Sein legerer Sommer-Freizeit-Look unterscheidet sich kaum von dem der Gäste. Eine Kleiderordnung gibt es nicht, auch nicht im Restaurant. Wer will, kommt dann und wann mal etwas schicker. Sakkos oder Abendkleider sucht man jedoch vergebens auf dem charmant-entspannten Kreuzfahrtschiff. Dem ersten Landgang auf der Koralleninsel Takapoto folgt ein ganzer Tag auf See. Zeit zum Lesen und zum Kennenlernen. Nach dem Fest am Abend gibt es keine Fremden mehr an Bord.

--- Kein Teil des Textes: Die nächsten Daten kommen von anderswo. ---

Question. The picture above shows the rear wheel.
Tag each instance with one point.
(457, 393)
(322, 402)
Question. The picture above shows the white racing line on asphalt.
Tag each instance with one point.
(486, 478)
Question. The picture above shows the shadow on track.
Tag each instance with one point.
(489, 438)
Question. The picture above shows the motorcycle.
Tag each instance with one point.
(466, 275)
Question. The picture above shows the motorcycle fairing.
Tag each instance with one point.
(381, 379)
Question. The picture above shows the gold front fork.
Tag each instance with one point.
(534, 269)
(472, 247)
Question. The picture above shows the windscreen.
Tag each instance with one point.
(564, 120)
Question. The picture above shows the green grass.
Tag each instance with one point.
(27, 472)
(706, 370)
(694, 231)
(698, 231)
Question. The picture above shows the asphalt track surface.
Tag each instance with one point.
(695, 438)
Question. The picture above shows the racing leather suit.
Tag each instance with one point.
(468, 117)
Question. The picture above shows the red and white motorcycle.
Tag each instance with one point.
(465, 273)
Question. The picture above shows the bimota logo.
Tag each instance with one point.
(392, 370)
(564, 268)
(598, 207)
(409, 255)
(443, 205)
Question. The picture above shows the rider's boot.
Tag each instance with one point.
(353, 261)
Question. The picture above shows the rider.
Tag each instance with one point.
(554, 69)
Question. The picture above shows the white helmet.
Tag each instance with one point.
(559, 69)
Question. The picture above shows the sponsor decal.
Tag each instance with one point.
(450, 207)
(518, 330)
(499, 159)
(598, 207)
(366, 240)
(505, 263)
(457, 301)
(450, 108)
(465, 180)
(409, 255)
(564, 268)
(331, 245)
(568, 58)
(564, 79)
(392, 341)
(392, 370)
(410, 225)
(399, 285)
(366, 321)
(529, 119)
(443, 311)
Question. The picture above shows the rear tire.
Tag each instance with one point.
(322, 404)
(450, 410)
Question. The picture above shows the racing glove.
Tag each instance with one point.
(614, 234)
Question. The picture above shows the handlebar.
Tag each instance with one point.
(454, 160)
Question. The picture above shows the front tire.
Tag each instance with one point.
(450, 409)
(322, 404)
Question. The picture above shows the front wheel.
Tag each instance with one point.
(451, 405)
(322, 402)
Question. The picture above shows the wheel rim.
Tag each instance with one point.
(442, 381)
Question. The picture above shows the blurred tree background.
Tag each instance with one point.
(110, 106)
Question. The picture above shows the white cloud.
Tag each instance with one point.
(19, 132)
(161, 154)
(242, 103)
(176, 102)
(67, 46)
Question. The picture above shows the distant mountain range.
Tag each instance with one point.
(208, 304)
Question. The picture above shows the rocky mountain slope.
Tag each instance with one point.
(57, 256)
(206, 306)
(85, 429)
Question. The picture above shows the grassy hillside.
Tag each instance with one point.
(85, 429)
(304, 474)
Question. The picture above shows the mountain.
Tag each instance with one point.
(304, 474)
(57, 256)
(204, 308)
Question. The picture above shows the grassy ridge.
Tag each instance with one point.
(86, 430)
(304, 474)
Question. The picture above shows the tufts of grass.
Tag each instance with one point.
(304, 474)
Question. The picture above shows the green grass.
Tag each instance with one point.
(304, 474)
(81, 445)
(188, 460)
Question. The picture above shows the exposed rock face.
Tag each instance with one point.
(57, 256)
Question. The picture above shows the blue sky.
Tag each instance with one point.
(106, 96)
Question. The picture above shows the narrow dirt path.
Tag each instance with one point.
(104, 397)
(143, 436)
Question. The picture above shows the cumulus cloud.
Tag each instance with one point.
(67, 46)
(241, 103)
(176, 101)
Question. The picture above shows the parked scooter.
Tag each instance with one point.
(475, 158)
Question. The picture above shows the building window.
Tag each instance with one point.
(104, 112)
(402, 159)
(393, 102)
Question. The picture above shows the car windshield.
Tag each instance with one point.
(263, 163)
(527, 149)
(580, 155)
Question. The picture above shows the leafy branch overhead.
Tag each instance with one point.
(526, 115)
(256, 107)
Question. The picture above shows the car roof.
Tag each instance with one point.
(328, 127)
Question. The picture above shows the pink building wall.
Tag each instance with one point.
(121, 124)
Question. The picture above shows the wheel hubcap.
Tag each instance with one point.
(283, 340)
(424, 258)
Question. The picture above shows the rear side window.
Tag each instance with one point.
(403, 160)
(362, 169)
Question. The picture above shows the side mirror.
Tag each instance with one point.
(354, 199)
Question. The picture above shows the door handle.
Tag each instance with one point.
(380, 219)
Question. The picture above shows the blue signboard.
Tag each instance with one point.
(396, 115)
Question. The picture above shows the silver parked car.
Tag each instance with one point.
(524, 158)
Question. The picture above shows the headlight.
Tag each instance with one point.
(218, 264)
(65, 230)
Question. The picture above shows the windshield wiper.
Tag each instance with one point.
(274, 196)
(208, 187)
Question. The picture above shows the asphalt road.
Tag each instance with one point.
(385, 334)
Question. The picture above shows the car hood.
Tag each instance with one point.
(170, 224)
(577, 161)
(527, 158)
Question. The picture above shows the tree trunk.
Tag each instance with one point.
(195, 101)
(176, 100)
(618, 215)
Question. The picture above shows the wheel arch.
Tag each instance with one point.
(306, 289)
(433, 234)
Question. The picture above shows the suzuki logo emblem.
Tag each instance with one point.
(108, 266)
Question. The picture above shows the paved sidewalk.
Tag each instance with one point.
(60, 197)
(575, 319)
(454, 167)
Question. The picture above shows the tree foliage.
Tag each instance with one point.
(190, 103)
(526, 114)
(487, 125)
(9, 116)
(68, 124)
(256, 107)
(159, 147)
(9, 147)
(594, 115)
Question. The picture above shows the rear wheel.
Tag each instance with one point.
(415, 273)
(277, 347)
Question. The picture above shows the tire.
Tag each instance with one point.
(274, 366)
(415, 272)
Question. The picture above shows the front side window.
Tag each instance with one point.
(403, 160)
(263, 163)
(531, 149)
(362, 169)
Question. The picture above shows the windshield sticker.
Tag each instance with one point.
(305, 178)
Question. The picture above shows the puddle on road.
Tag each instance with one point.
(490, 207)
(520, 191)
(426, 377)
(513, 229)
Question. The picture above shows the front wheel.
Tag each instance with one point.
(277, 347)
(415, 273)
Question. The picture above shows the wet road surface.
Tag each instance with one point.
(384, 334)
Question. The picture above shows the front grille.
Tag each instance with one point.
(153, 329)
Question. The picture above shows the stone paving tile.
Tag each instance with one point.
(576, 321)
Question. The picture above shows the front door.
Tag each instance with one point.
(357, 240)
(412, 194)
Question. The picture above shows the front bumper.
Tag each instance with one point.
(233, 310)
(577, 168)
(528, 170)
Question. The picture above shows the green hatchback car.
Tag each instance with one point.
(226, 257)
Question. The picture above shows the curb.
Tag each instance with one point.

Als die Sonne um halb sechs über Fatu Hivas tropengrünen Felsentürmen aufgeht, hat der Arbeitstag für die Matrosen längst begonnen. Einer holt per Kran die Ladung aus dem Bauch des Schiffes, andere manövrieren die am Haken baumelnden Paletten, Kisten, Fässer und Säcke auf das wackelige Frachtboot, bauen abenteuerliche Stapel und bugsieren sie an Land. Zement und Diesel, Zucker, Bier und Feinfrostfleisch – alles, was man auf einer weit vom Rest der Welt entfernten Südseeinsel zum Leben braucht. „Außer zwei Dörfern gibt es hier nur Felsen, Regenwald und Palmen. Was die Männer an Bord bringen, ist vor allem Kopra, das getrocknete Fleisch der Kokosnüsse. In Papeete wird Öl daraus gewonnen“, verrät Jörg.
INFORMATIONEN
Anreise: Mit Air Tahiti Nui in Kooperation mit Air France, Tickets von Deutschland über Paris und Los Angeles nach Papeete und zurück, ab 2300 Euro, www.airtahitinui.com.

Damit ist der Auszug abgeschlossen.